The file "urbanGB.zip" contains three files: "urbanGB.txt", "urbanGB.labels.txt" and "urbanGB.centr.txt".
The data in "urbanGB.txt" consists of the coordinates (longitude and latitude) of road accidents within Great Britain urban areas. Its size is 360177×2.
This data was originally downloaded from this Kaggle page, and subsequently filtered to include only the accidents categorized as "urban". All the columns except for the coordinates were then removed. Some data points that could not be associated to a sufficiently large urban center were also discarded (see below for more details).
The license for this data is the Open Government Licence used by all data on data.gov.uk. The raw datasets are available from the UK Department of Transport website here.
The file "urbanGB.labels.txt" contains a labelling of the points that roughly reflects their partitioning in urban centers, in numeric format: each row contains a label between 1 and 469 associated to the corresponding datum in "urbanGB.txt". The procedure used to obtain this partitioning is explained below.
The file "urbanGB.centr.txt" contains the coordinates of the 469 barycenters ("centroids") of each partition.
The size of each partition ranges from a minimum of 20 to a maximum of 84524.
This partition and centroid data is made available under the Open Database License.
The partitioning in urban centers is approximate, it is intended as an integration of both geometrical and administrative features. In short, the points were first divided in small units according to their topological name, then the units were aggregated based on geometrical proximity (details below). The purpose is to provide a fairly large, realistic and very challenging test for clustering algorithms such as those of the k-means family (indeed, it was expressly created to test the recombinator-k-means algorithm).

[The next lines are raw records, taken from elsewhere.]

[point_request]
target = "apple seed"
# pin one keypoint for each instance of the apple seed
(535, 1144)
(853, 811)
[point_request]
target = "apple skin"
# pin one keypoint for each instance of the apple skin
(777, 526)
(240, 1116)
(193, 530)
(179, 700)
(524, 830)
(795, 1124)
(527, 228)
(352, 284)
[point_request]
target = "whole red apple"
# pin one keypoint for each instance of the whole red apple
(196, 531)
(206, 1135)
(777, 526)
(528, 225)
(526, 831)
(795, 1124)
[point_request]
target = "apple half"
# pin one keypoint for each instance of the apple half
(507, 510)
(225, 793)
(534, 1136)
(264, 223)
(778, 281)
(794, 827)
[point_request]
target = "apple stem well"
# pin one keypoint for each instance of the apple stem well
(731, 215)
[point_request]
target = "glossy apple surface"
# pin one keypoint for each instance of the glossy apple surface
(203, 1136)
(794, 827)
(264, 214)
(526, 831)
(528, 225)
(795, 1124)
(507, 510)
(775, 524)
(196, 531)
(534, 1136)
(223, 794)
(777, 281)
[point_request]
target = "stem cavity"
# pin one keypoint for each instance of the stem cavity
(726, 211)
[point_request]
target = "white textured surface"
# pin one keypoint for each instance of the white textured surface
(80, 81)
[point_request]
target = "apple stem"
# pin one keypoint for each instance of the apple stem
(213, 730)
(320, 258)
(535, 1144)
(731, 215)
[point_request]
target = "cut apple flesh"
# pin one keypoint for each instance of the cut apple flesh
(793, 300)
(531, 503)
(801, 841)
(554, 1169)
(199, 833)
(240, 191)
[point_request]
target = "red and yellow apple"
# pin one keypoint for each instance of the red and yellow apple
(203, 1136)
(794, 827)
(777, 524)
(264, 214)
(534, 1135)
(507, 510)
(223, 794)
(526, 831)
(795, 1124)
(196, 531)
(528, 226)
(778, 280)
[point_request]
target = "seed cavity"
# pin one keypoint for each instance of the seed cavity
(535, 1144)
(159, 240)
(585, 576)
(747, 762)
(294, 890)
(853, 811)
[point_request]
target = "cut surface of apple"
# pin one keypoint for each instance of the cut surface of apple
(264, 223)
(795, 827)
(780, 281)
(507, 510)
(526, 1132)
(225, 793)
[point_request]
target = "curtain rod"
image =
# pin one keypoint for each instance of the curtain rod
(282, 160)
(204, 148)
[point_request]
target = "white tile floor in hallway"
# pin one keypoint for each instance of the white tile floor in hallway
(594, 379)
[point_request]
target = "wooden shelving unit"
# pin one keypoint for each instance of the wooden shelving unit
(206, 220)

Since the data is provided in coordinates format, in order to compute geographical distances between the points one would need to account for the curvature of the Earth. For this dataset, scaling down the first coordinate (longitude) by a factor of 1.7 is sufficient to ensure that Euclidean distances computed on the dataset are approximately proportional to geographical ones.
This is the procedure used to generate the labels in "urbanGB.labels.txt".
First, each coordinate point was reverse-geolocalized through the Open Street Map server,
collecting the following information (if present): region, county, city, town, village, suburb,
hamlet. These were used to create a tag for each point. The primary tagging mode was by using the
suburb information if present, qualified with the hamlet/village/town/city name (if present), the
county and the region. The snippet of Julia code used to construct the tag
variable is this (note
that the region was always present, and that some data entries were skipped at this level):
qualifier = "rg=$region"
qlst = [hamlet, village, town, city]
qfst = findfirst(x->x ≠ "?", qlst)
if qfst ≡ nothing
if county == "?" || suburb == "?"
continue # skip the entry entirely
else
tag = "$suburb [$county] $qualifier"
end
else
cq = qlst[qfst]
if suburb == "?"
tag = "$cq [$county] $qualifier"
else
county ≠ "?" && (qualifier = "cn=$county $qualifier")
tag = "$suburb [$cq] $qualifier"
end
end
The points were partitioned according to their tags. Then, an agglomeration phase was performed.
The single-linkage distance between each pair of partitions was computed, and the partitions were
sorted in decreasing order according to their size. We set two size thresholds, Tmin=20
and
Tmax=5000
, and a distance threshold eps=0.01
, and performed the following iterative step:
-
Consider the smallest partition that has not been marked as "ignored" yet.
-
If its size is larger or equal than
Tmax
, stop the iteration (we're done). -
If its closest partition is at a distance smaller or equal than
eps
, merge them, update the distances and the rankings and restart the iteration -
If its size is less then
Tmin
, remove the partition entirely -
Otherwise, mark the partition as "ignored" and restart the iteration
-
In words, this procedure agglomerates the smallest partitions (i.e. the suburbs, originally) into larger urban areas as long as they are contiguous, and up to a certain size; orphaned partitions that are too small are removed.
This procedure creates a few artifacts and it might be refined, but it's generally satisfactory at producing mostly blob-like clusters that reflect the division of the points in urban centers, in a way that resembles what could plausibly be done manually. Of course, since this partition is ultimately based on administrative classifications, no algorithm could ever infer it perfectly from the coordinate data alone.